Primary competition visual

Sasol Customer Retention Recruitment Competition

Helping South Africa
R10 000 ZAR
Challenge completed ~2 years ago
Prediction
Job Opportunity
253 joined
56 active
Starti
Oct 05, 23
Closei
Nov 26, 23
Reveali
Nov 26, 23
Hyperparameter tuning
Data · 23 Nov 2023, 04:30 · 6

I have picked up that there is an issue of overfitting for this challenge. The higher the training accuracy the worse the model performs, has anyone had a similar experience?

With that being said, how does one know that they have built a model that is robust enough to handle the test data if the metrics used to get the best model results in worse scores on thee leaderboard

Discussion 6 answers
User avatar
skaak
Ferra Solutions

Check and ensure you are not contaminating your validation data. This is easy to do. If you e.g. standardise features like so

z = [ x - avg(X) ] / std(X)

and you use the full dataset X, which includes the validation set, to calculate avg and std, then you have a (in this case relatively harmless) degree of contamination, since you are looking into the validation set when you construct features. This really to show how easy it is to let something slip in, if you get a significant impact then the leak (if it is indeed such a leak) is probably a bit bigger.

23 Nov 2023, 06:14
Upvotes 0
User avatar
University of Johannesburg

I am also experiencing the same challenges if high Accuracy and F1 score with relatively small changes from training and validation data but the model performs worse.

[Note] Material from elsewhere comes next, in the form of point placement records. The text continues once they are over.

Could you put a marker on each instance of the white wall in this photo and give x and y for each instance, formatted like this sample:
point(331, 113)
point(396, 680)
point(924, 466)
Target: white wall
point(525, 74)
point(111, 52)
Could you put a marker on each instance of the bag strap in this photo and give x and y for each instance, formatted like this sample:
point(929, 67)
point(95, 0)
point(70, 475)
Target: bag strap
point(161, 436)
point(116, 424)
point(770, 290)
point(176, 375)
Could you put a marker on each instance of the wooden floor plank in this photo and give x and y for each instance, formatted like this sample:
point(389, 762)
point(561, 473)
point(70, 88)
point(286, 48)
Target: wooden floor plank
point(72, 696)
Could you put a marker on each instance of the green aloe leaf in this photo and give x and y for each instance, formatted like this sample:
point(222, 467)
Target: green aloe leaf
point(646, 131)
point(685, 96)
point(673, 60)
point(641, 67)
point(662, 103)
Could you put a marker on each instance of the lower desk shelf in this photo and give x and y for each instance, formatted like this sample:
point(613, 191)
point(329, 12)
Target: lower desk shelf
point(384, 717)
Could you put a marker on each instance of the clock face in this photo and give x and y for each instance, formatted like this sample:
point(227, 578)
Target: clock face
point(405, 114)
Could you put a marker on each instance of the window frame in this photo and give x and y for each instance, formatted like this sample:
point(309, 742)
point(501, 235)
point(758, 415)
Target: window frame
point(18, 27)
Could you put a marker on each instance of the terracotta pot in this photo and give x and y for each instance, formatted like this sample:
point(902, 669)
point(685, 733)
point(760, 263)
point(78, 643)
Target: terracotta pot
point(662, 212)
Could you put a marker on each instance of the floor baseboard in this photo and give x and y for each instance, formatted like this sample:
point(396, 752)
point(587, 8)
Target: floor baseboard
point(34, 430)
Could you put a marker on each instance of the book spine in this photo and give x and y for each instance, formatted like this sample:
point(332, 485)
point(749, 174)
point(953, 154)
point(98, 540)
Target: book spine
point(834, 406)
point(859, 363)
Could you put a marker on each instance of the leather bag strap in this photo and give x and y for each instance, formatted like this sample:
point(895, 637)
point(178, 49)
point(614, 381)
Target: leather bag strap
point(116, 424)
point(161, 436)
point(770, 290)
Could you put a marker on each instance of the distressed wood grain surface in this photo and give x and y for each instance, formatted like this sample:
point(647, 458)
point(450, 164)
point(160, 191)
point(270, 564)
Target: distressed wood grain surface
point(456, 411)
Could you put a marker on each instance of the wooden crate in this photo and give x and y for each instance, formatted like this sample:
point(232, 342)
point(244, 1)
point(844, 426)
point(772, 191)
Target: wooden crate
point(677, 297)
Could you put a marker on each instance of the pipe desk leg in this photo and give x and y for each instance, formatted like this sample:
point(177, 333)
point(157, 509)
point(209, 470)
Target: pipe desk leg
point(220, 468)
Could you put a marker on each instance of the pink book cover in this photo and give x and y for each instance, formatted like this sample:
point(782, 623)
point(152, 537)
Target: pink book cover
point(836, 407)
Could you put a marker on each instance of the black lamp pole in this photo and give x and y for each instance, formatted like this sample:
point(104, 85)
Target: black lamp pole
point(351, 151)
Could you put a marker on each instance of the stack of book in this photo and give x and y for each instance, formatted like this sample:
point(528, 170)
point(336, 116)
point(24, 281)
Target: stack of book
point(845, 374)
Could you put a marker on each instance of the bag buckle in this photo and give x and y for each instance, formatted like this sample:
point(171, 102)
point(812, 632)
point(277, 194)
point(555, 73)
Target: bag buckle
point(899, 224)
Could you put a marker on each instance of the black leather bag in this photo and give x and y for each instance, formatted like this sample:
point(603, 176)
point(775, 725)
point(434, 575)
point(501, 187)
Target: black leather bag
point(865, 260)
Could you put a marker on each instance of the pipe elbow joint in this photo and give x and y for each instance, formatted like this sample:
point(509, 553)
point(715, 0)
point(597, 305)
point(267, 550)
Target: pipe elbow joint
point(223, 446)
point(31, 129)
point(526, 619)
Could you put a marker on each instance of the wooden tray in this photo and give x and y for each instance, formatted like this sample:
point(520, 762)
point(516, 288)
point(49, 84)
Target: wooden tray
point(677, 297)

However I had splitted the training and validation data and after I standardised the feature using the Z-score approach. Thanks @skaak for your inputs.

23 Nov 2023, 09:16
Upvotes 0

@skaak won't RobustScaler be better for scaling given that the continuous variables in this case all have outliers????

23 Nov 2023, 12:03
Upvotes 0
User avatar
skaak
Ferra Solutions

Well ... it depends

Note that I am not suggesting you do z, I am using it to show how easy it is to contaminate your validation set.

The transformation, if any, depends also on the model you use. NN is e.g. good if the data is homogeneous, e.g. pixels in an image, all between 0 and 255. Random forest e.g. can handle very heterogenous data and scaling will have little impact.

User avatar
wuuthraad

"make_pipline" anyone? it helps with data-leakadge problems you might have obviously mixed with preprocessing like RobustScaler(which helps reduce the impact of outliers on the dataset). Can help in mitigating the impact of data-leakadge. Optimizing your model the the "best features" doesn't help when the fuel is subpar. revisit some of the preprocessing and FE steps you took, see if it can be improved.... then just use XGBoost, XGBoost is all you need

23 Nov 2023, 17:25
Upvotes 0

Yeah I'm on my 5th iteration of model building. First 4 iterations were focused on parameter tuning and getting the best performing model...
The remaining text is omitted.